Transportation in the Gulf Coast area
The Gulf Coast is served by Mobile Regional Airport, the Gulfport-Biloxi Airport, and Trent Lott International Airport in Jackson County. Major interstates in the southeast and gulf coast are interstate 59 and interstate 10 a scenic coastal drive. The Gulf Coast transit authority, Biloxi's bus service, serves transportation around Biloxi. Biloxi offers a variety of private taxi and limousine services as well as airport shuttle transportation. HART (Hattiesburg Area Redi Transit), the local bus system as well as private taxi, shuttle bus, and limousine services serve Hattiesburg. For more transportation information, see local links and transportation links as well.
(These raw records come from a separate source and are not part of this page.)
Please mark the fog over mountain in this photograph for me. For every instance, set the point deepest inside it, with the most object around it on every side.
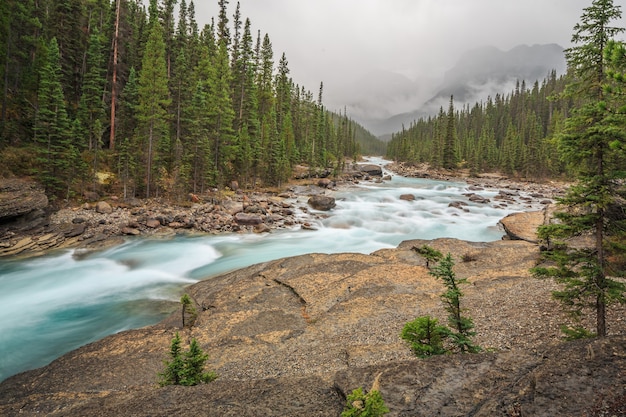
(380, 58)
(479, 74)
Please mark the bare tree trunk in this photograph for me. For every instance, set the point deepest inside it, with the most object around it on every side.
(114, 80)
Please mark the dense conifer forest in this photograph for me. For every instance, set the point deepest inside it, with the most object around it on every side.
(511, 133)
(146, 101)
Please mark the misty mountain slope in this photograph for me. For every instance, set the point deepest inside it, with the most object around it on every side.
(488, 70)
(478, 74)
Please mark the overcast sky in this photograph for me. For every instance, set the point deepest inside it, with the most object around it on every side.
(344, 42)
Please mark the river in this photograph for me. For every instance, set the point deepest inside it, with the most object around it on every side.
(57, 302)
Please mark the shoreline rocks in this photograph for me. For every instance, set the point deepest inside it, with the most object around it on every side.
(108, 220)
(296, 335)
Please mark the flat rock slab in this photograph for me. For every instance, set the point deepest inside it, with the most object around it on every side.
(523, 226)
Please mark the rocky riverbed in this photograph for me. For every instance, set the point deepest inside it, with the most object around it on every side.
(28, 226)
(296, 335)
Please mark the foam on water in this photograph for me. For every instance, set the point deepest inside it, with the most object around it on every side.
(58, 302)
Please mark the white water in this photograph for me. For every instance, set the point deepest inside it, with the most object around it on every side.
(55, 303)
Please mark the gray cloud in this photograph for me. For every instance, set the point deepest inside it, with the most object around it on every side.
(382, 57)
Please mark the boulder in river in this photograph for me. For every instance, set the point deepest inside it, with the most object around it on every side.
(371, 169)
(523, 226)
(322, 202)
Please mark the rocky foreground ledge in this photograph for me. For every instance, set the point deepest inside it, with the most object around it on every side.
(294, 336)
(28, 226)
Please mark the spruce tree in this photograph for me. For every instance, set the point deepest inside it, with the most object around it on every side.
(152, 112)
(52, 127)
(450, 158)
(589, 144)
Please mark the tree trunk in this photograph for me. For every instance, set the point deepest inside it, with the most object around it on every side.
(114, 79)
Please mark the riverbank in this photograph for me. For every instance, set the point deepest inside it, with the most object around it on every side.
(296, 335)
(105, 221)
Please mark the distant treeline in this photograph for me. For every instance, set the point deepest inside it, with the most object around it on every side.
(512, 133)
(106, 86)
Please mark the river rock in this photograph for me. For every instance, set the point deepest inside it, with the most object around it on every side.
(131, 231)
(103, 207)
(153, 223)
(296, 335)
(523, 226)
(475, 198)
(20, 197)
(325, 183)
(322, 202)
(371, 169)
(248, 219)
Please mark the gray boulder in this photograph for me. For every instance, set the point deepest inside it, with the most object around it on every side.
(322, 202)
(371, 169)
(19, 198)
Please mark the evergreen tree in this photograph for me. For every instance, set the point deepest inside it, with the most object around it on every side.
(66, 22)
(128, 150)
(91, 109)
(185, 368)
(154, 101)
(52, 127)
(20, 33)
(174, 368)
(461, 326)
(588, 143)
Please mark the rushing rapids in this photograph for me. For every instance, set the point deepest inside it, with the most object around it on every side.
(54, 303)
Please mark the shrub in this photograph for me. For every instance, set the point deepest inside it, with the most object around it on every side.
(360, 404)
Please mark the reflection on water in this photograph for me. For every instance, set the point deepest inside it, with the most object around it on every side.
(55, 303)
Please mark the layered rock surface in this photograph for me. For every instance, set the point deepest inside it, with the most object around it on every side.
(294, 336)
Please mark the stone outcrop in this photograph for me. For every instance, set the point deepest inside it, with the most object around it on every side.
(322, 202)
(371, 169)
(294, 336)
(523, 226)
(21, 203)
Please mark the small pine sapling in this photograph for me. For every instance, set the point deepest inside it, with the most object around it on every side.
(461, 327)
(186, 368)
(425, 336)
(173, 368)
(188, 310)
(429, 253)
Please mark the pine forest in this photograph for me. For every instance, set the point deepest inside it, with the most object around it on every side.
(106, 93)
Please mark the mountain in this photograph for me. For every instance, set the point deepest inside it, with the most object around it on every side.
(478, 74)
(487, 71)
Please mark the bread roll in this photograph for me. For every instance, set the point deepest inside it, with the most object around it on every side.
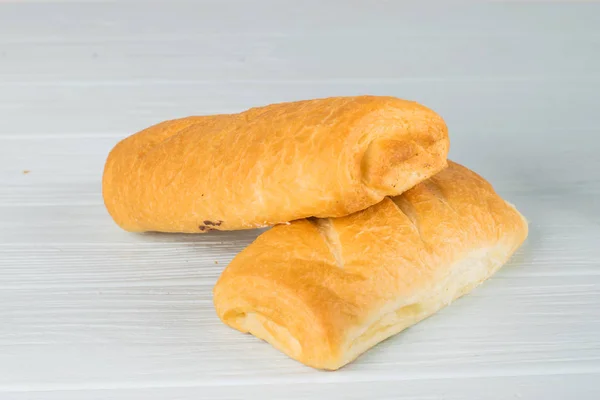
(268, 165)
(323, 291)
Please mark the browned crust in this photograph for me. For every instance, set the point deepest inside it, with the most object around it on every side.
(324, 291)
(268, 165)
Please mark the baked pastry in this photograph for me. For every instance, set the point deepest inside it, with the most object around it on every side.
(268, 165)
(323, 291)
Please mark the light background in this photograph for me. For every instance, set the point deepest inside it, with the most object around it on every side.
(90, 312)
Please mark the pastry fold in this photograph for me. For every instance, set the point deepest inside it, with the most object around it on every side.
(268, 165)
(324, 290)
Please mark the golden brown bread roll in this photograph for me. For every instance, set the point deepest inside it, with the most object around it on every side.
(273, 164)
(323, 291)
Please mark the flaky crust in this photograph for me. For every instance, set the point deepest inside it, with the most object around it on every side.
(268, 165)
(325, 290)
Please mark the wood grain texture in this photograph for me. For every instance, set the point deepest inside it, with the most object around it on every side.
(91, 312)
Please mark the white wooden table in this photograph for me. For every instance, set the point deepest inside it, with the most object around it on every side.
(90, 312)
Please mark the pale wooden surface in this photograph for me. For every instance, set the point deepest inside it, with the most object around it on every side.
(90, 312)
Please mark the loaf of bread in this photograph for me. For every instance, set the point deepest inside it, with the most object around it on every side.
(269, 165)
(323, 291)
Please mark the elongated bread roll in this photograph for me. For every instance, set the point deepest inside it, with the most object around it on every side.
(268, 165)
(323, 291)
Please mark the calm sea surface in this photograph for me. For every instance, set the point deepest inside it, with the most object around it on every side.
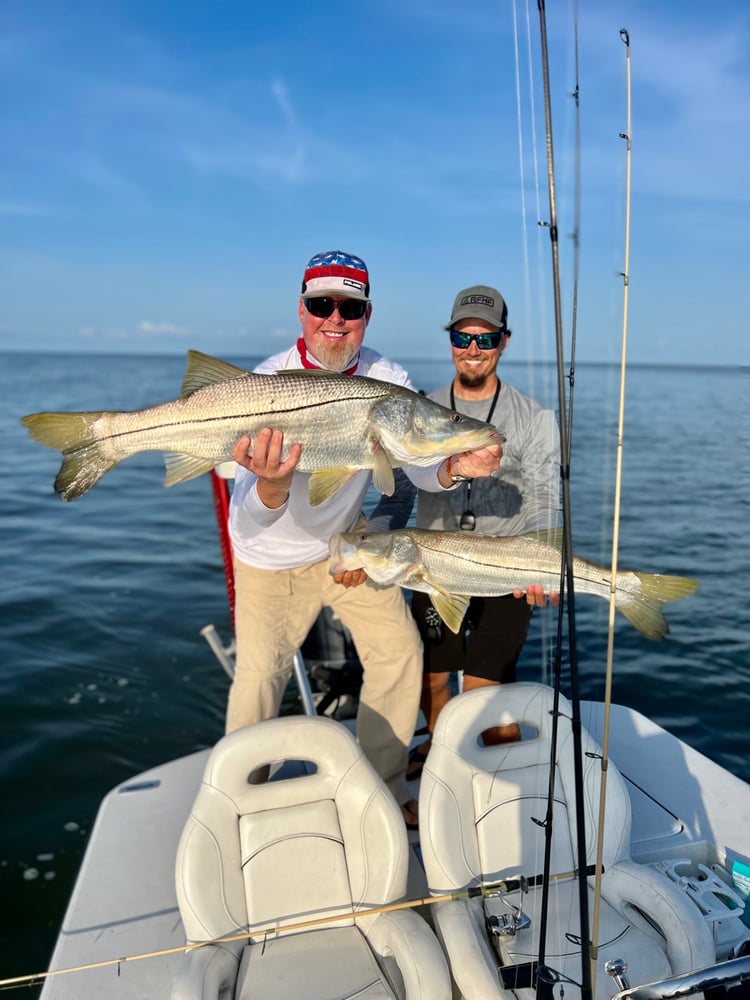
(103, 672)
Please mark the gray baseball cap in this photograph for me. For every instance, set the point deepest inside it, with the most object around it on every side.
(480, 302)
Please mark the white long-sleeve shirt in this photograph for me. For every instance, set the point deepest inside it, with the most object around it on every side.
(296, 534)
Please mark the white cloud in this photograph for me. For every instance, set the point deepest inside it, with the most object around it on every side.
(147, 328)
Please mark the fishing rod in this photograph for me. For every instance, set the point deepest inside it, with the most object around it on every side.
(624, 35)
(520, 883)
(576, 236)
(567, 590)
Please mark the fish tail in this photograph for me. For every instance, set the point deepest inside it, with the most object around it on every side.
(644, 613)
(73, 434)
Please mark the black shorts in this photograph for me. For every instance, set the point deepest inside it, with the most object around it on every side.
(489, 644)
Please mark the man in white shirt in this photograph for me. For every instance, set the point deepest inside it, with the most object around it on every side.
(281, 543)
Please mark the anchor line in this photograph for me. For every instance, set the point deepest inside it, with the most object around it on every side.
(567, 591)
(517, 883)
(625, 37)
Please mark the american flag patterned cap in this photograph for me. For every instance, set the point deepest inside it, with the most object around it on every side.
(338, 274)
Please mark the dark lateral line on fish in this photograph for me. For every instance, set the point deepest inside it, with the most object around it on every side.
(507, 568)
(196, 420)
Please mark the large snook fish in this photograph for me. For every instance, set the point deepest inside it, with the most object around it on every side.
(452, 566)
(344, 424)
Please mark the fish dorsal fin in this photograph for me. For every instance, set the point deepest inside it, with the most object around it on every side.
(203, 370)
(548, 536)
(183, 467)
(325, 482)
(450, 607)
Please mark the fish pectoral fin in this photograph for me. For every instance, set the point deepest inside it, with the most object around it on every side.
(450, 607)
(382, 472)
(325, 482)
(183, 467)
(203, 370)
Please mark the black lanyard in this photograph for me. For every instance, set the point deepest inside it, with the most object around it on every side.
(487, 420)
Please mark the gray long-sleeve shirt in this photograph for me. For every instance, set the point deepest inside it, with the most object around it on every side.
(524, 494)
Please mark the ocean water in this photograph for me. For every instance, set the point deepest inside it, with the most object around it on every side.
(103, 672)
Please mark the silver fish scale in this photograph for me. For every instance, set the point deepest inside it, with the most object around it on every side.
(337, 419)
(488, 566)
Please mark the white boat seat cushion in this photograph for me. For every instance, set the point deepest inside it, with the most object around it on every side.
(317, 965)
(276, 856)
(482, 819)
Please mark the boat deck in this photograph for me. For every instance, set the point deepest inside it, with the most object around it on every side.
(124, 902)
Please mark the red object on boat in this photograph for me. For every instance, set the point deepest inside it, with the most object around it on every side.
(220, 488)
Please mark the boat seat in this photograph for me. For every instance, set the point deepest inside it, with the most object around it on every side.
(267, 857)
(482, 813)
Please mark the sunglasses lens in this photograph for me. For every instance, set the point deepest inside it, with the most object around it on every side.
(485, 341)
(352, 309)
(324, 307)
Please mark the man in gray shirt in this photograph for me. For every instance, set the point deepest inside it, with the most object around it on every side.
(523, 495)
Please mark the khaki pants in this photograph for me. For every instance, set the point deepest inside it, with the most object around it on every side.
(275, 610)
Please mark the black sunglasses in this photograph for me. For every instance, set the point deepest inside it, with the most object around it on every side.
(324, 307)
(485, 341)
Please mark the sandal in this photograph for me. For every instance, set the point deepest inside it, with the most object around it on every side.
(410, 810)
(417, 759)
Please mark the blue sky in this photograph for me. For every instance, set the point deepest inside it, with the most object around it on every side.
(169, 167)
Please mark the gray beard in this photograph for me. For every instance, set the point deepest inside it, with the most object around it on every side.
(336, 357)
(472, 381)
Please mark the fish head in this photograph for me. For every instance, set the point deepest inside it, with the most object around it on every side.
(415, 430)
(388, 557)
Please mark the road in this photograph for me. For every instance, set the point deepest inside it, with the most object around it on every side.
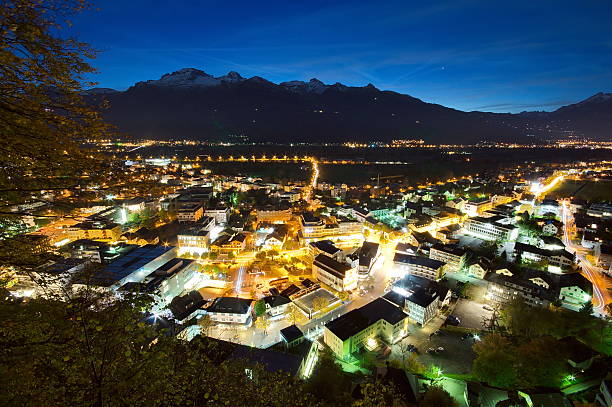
(601, 282)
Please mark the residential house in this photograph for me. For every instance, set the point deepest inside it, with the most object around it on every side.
(337, 275)
(418, 266)
(453, 256)
(276, 304)
(419, 297)
(231, 310)
(363, 327)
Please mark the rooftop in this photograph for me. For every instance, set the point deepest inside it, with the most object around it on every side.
(230, 305)
(359, 319)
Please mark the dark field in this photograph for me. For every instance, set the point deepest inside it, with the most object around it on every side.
(583, 189)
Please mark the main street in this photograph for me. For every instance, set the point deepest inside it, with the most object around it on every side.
(601, 282)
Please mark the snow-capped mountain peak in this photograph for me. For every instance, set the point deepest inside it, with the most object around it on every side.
(231, 76)
(312, 86)
(598, 98)
(186, 77)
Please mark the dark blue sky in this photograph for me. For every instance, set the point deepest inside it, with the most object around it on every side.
(472, 55)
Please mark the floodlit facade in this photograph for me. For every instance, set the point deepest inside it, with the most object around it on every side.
(418, 266)
(337, 275)
(492, 228)
(365, 327)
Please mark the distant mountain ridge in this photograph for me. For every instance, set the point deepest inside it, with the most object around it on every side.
(192, 104)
Senior Services in Gulf Coast
Hattiesburg is southeast Mississippi's primary resource for senior resources. Hattiesburg senior programs include, the YMCA in Hattiesburg and Petal, the Pine belt Mental Health Center(s) offering senior day-care and light activity centers. The City of Petal (across the river from Hattiesburg) hosts a monthly senior program as well. The Area Development Partnership has a retiree's ambassador program with occasional senior events. See Hattiesburg's local link for area hospitals and medical centers.
Biloxi's hospitals include, Biloxi Regional Medical Center, Gulf Coast Medical Center, and Keesler AFB Medical Center. For additional senior resources along with assisted living information, see Biloxi's local link.